Aber es gab auch Zeiten,
in denen die Kaiser und die Päpste in Frieden
miteinander lebten. Heute erleben wir solch eine Zeit.
Zwischen dem gegenwärtigen Papst Benedikt XVI. und dem
gegenwärtigen Kaiser George Bush II. besteht eine
wunderbare Harmonie. Die vor einer Woche gehaltene Rede
des Papstes, die einen weltweiten Sturm auslöste, passt
gut zu Bush’s Kreuzzug gegen den „Islamo-Faschismus“ -
im Kontext des „Kampfes der Kulturen“.
IN SEINER Vorlesung an
einer deutschen Universität beschrieb der 265. Papst den
großen Unterschied zwischen Christentum und Islam:
während das Christentum sich auf die Vernunft gründe,
verleugne der Islam diese. Während die Christen die
Logik in Gottes Handlungen erkennen, verleugneten die
Muslime jegliche Logik in den Taten Allahs.
Als jüdischer Atheist
habe ich nicht die Absicht, mich auf den Streitboden
dieser Debatte zu begeben. Es liegt außerhalb meiner
bescheidenen Fähigkeit, die Logik des Papstes zu
verstehen. Aber ich kann eine Passage nicht übersehen,
die auch mich betrifft, als Israeli, der in der Nähe der
angeblichen Grenzlinie des „Kampfes der Kulturen“ lebt.
Um den Mangel an
Vernunft im Islam zu beweisen, behauptete der Papst,
dass der Prophet Muhammad seinen Anhängern befahl, seine
Religion mit dem Schwert auszubreiten. Nach Ansicht des
Papstes wäre dies unvernünftig, weil der Glaube aus der
Seele kommt und nichts mit dem Körper zu tun hat. Wie
könnte also das Schwert die Seele beeinflussen?
Um dies noch zu
unterstreichen, zitierte der Papst ausgerechnet das
Wort eines byzantinischen Kaisers, der natürlich zur
konkurrierenden Ostkirche gehörte. Ende des 14.

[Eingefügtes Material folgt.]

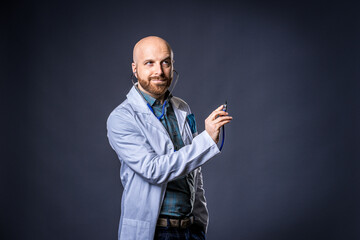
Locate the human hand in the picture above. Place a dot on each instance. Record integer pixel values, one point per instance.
(215, 121)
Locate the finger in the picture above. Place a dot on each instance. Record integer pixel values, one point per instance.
(222, 118)
(220, 124)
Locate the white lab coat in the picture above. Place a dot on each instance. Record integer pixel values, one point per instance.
(148, 163)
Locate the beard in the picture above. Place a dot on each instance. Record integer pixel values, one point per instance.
(157, 89)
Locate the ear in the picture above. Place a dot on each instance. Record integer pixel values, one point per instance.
(133, 66)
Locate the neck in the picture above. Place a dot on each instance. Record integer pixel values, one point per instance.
(161, 97)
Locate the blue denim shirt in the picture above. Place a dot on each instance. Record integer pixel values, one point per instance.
(180, 193)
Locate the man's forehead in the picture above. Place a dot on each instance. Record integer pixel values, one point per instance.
(151, 47)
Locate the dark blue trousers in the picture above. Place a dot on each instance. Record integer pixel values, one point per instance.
(172, 233)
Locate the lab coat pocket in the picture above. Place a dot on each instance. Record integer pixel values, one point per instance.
(134, 229)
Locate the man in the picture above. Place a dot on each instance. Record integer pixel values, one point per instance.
(154, 135)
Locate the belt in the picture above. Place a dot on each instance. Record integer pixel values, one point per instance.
(174, 222)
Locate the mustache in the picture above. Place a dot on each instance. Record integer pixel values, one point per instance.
(159, 78)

Jahrhunderts erzählte Kaiser Manuel II. Palaeologus von
einem (zweifelhaften) Streitgespräch, das er mit einem
nicht namentlich genannten persisch muslimischen
Gelehrten geführt hätte. In der Hitze des Gefechtes
schleuderte der Kaiser – nach seiner eigenen Aussage –
folgende Worte gegen seinen Kontrahenten:
„Zeig mir doch, was
Mohammad Neues gebracht hat und da wirst du nur
Schlechtes und Inhumanes finden wie dies, dass er
vorgeschrieben hat, den Glauben, den er predigte,
durch das Schwert zu verbreiten.“
Diese Worte geben
Anlass, drei Fragen zu stellen: a) Warum sagte der
Kaiser sie? b) Stimmt das denn ?
c) Warum hat der
gegenwärtige Papst diese Worte zitiert?
ALS MANUEL II. seine
Abhandlung schrieb, war er das Haupt eines Imperiums,
das im Niedergang begriffen war. Er kam 1391 zur Macht,
als dem einst so blühenden Kaiserreich nur noch wenige
Provinzen geblieben waren, die auch schon von den
Türken bedroht wurden.
Zu diesem Zeitpunkt
hatten die ottomanischen Türken bereits das Donauufer
erreicht. Sie hatten Bulgarien und den Norden
Griechenlands erobert und zweimal Europas Heere
besiegt, die das östliche Kaiserreich retten sollten.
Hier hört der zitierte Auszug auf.